(230a) Modeling the Effect of Temozolomide On Tumor Progression Using An Agent-Based Lattice-Free Approach
The American Cancer Society estimated that 22,070 patients would be diagnosed with brain and other central nervous system cancers and 12,970 patients with this disease would die in the US during 2009. Glioblastomas, the most common and lethal of these diseases, are intracranial neoplasms with uncontrolled proliferation, generally with a necrotic core, marked angiogenesis, a diffuse infiltration and highly resistance to radio/chemotherapy. In previous efforts, we developed an agent-based model that describes the progression of a brain tumor by capturing the interplay between processes occurring at the intracellular and tissue levels . A major shortcoming of lattice-based models is the difficulty to incorporate mechanical interactions. In addition, proliferation and migration in these models are commonly restricted to cells that have free lattice sites in their neighborhood (i.e., contact inhibition), even though these events can occur in the internal regions of the tumors.

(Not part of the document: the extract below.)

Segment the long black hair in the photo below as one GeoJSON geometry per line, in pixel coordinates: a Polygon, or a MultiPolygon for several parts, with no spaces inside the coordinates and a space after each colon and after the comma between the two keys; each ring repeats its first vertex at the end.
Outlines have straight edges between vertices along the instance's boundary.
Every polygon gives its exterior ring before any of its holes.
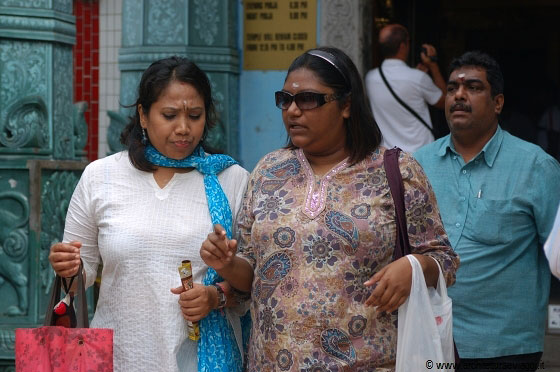
{"type": "Polygon", "coordinates": [[[216,125],[216,111],[210,81],[206,74],[190,59],[178,56],[168,57],[155,61],[144,71],[138,85],[136,103],[126,106],[134,108],[134,115],[130,117],[128,125],[121,133],[120,140],[128,149],[128,157],[131,163],[139,170],[153,172],[156,168],[144,156],[146,145],[142,143],[142,127],[140,126],[138,105],[142,105],[142,111],[147,115],[152,104],[158,100],[161,93],[173,81],[192,85],[202,96],[206,122],[201,145],[206,151],[213,152],[205,144],[208,131],[216,125]]]}
{"type": "MultiPolygon", "coordinates": [[[[346,149],[350,152],[352,164],[365,159],[379,147],[381,131],[373,118],[362,78],[354,62],[340,49],[320,47],[297,57],[290,65],[286,79],[292,71],[300,68],[313,71],[322,84],[332,88],[341,97],[338,100],[340,107],[350,100],[350,117],[344,119],[346,149]],[[319,53],[314,54],[314,51],[319,53]]],[[[290,138],[286,148],[295,148],[290,138]]]]}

In this work we propose an alternative, lattice-free, approach to alleviate these shortcomings. This is achieved by formulating a large-scale optimization problem as a surrogate of the tumor mechanics, during the evolution of the tumor. The proposed method enables us to account for mechanical interactions determining tumor cell location and allows the proliferation and migration of tumor cells to occur at any location in the tumor. The same approach is also used for vessel-tumor interactions thus enabling us to describe vasculature remodeling through vessel occlusion, vessel dilation, and angiogenesis. Following integration with our previous modeling efforts, the current model describes tumor growth, invasion, and vasculature remodeling as well as the distribution of temozolomide (a chemotherapeutic agent approved by the FDA for the treatment of brain tumors). Based on in vitro and in vivo experiments for temozolomide pharmacokinetics and pharmacodynamics, we simulate the effect of this drug on tumor progression under various treatment strategies (e.g., different drug dosing and/or scheduling). The goal of this modeling base is to establish an in silico approach to provide insight regarding tumor suppression mechanisms of various therapeutics, ultimately to develop more efficacious treatment regimes for this devastating disease.
 F. G. Vital-Lopez, A. Armaou, M. Hutnik and C. D. Maranas, Modeling the effect of chemotaxis in glioblastoma tumor progression, (Accepted).